Diretto dalla talentuosa regista dell’intenso Caramel, Nadine Labaki, questo secondo film rappresenta una bellissima sorpresa, perché la stessa Labaki, oltre a dirigerlo e co-sceneggiarlo, lo interpreta in maniera attenta e forte, riuscendo a trattare il tema attuale dell’integralismo in maniera delicata e con l’humour tipico del tratto femminile che contraddistingue tutto il suo lavoro.

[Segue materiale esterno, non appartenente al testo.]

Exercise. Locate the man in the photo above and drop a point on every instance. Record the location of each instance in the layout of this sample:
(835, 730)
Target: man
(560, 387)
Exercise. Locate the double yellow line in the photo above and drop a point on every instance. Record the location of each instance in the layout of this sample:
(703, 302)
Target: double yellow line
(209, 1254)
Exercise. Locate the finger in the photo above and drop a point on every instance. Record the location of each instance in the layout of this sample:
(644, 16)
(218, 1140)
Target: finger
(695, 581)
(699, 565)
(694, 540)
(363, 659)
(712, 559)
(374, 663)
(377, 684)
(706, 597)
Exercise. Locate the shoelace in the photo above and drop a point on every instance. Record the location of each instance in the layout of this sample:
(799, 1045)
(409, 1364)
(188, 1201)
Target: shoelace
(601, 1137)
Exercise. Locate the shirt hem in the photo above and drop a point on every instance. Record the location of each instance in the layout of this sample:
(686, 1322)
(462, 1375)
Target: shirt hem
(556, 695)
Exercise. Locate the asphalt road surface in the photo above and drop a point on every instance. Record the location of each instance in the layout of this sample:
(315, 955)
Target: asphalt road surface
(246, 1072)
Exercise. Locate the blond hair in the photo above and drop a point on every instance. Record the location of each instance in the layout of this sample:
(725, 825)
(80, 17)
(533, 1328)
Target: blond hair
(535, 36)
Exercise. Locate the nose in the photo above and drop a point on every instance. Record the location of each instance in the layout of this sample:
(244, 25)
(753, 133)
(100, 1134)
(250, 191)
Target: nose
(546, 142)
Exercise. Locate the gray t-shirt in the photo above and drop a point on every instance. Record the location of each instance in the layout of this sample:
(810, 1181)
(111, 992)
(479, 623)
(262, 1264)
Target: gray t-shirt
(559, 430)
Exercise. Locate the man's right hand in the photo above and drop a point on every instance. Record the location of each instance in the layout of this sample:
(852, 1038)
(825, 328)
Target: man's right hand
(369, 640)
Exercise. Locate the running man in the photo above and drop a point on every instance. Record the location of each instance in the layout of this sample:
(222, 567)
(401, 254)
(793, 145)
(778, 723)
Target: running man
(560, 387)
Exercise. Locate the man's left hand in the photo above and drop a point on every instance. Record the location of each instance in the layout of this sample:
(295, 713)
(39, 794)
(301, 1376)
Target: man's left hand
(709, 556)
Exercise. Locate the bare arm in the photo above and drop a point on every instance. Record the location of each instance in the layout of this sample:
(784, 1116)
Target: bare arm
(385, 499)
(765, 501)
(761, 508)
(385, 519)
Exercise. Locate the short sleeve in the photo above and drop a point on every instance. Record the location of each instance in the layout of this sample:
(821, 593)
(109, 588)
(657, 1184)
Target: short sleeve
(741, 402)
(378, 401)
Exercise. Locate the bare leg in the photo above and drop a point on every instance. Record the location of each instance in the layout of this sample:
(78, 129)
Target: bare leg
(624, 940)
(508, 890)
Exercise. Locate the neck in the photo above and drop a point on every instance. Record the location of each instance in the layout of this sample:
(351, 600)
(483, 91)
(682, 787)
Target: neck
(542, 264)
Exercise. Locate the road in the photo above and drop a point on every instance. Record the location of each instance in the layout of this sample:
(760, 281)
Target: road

Si spazia, quindi, dal musical al dramma di una vera favola moderna. Perché, in effetti, nel film ci sono molti momenti che richiamano la fiaba. Come quando vediamo sullo schermo una comunità mista apparentemente felice, unita, anche se visibilmente povera e fuori dal mondo; quando guardiamo le scene della canzone d’amore “pensata” da Amale e Rabih (l’amore impossibile fra una cristiana e un musulmano); quando ascoltiamo musica etnica o vediamo sfilare il carosello iniziale, in nera divisa da lutto, che si trasforma in un singolare e ancheggiante balletto; quando ci soffermiamo sulle immagini di un televisore, che i ragazzi del villaggio riescono a installare, per una visione collettiva in piazza, attorno al quale stanno tutti gioiosamente seduti. Sorridiamo, poi, di fronte alla caotica lite inventata e provocata dalle donne per non permettere, a mariti e figli, di sentire le notizie sulle lotte religiose interne al Libano. Tuttavia, man mano che queste informazioni arrivano al paese, iniziano a verificarsi strani fenomeni, come l’ingresso di animali nella sacra moschea o il ritrovamento di sangue nell’acquasantiera della chiesa. Il dubbio, il sospetto, la paura, l’inimicizia, l’intolleranza, la violenza e il livore iniziano a serpeggiare. L’equilibrio instaurato negli anni rivela di essere appeso a un filo, forse legato unicamente alla forte volontà femminile di mantenere la pace ad ogni costo. Terrorizzate dall’idea di dover tornare a seppellire i propri cari, le donne del villaggio fanno di tutto per mettere a freno l’ardore dei mariti, cercando di distrarli in qualsiasi modo possibile e immaginabile dalla terribile minaccia. Esse tentano, allora, di sollevare gli animi e alleviare le tensioni, escogitando diversi metodi, come l’invito di bionde ballerine ucraine che improvvisano una sensuale danza del ventre o il ricorso all’hashish (simpaticamente mescolato a torte e focacce servite durante una festa nel villaggio, perché “con un pizzico di hashish stramazzi un cammello”). Tutto sembra inutile e la situazione continua a precipitare, inesorabilmente.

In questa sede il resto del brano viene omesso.